悪女、チャレンジします!

一色君の気持ち

教室はすっかり騒ぎが落ち着いて静けさを取り戻した。

私が保健室に運ばれている間に、一色君があの記事はデマであることを校内放送を使って発信していたんだ。

私とはただ生徒会活動のことを話していただけ。

放送中、諏訪会長からもお願いがあったみたい。

校内新聞にあまりにも影響力があることが証明されたから、選挙まで一時停止になっちゃった。

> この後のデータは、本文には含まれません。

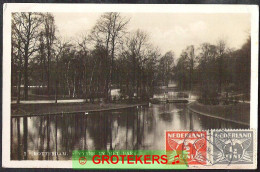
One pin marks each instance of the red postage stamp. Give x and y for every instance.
(189, 146)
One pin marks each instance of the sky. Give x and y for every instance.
(168, 31)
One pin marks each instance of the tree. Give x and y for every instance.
(26, 27)
(108, 31)
(221, 50)
(49, 34)
(166, 65)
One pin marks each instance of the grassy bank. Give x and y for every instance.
(239, 112)
(38, 109)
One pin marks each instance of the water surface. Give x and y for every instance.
(142, 127)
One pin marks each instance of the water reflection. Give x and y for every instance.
(54, 137)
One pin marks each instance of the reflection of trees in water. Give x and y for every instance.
(166, 117)
(65, 133)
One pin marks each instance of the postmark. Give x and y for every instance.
(233, 147)
(192, 145)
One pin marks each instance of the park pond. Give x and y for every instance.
(142, 127)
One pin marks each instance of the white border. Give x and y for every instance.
(165, 8)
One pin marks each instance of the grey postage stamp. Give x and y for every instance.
(233, 147)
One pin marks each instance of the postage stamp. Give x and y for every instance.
(193, 143)
(233, 147)
(225, 148)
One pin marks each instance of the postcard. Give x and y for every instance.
(130, 86)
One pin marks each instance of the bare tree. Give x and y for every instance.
(49, 33)
(221, 48)
(26, 26)
(108, 31)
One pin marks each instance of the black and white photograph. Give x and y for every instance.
(117, 80)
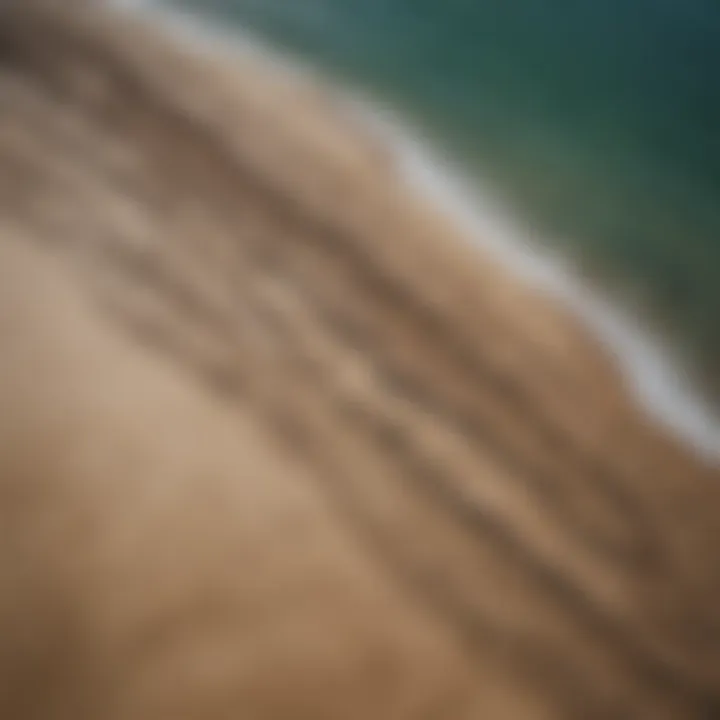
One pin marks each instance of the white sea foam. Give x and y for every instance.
(653, 371)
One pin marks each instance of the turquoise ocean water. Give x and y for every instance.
(598, 122)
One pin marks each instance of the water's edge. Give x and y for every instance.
(656, 374)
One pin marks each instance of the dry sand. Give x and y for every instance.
(276, 443)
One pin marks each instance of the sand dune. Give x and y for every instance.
(277, 443)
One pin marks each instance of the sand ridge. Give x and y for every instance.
(279, 444)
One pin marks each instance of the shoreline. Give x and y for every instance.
(654, 373)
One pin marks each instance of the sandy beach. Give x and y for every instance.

ちなみに一色君のネガティブキャンペーンの効果は全然なし。

その代わりみんなこそこそと私のことばかり悪く言うの。

あの記事が本当かもしれないって疑っている人はまだ多いんだよね。

当の常盤君は私を避けるように顔を背けているし。

少しは悪いことしたって思っているのかな?

常盤君と話したいけど、話す気力もない。

そうしている間にも生徒会選挙の出馬期間は終わりを迎えた。

予想通り、今回会長に立候補したのは常盤君と一色君の二人。

「やっぱり次の会長はこの二人のどっちかだよね」

「どっちに投票しようか、迷っちゃいますわ」

咲良と姫華が選挙の話題で盛り上がっている。

あの事件があってから、諏訪会長とも話して生徒会活動は休んでいる。

でも、それももう終わり。

メンバーの一人としてできることは頑張らないと。

「舞奈はどっちに入れるか決まったの?」

「まだ決めてないよ。投票まであと二週間もあるんだから」

生徒会活動は復帰するけど、今は選挙のことなんて考えたくない。

あれだけ常盤君を勝たせるためにずっと頑張ってきたのに。

人生、何があるかわからないよね。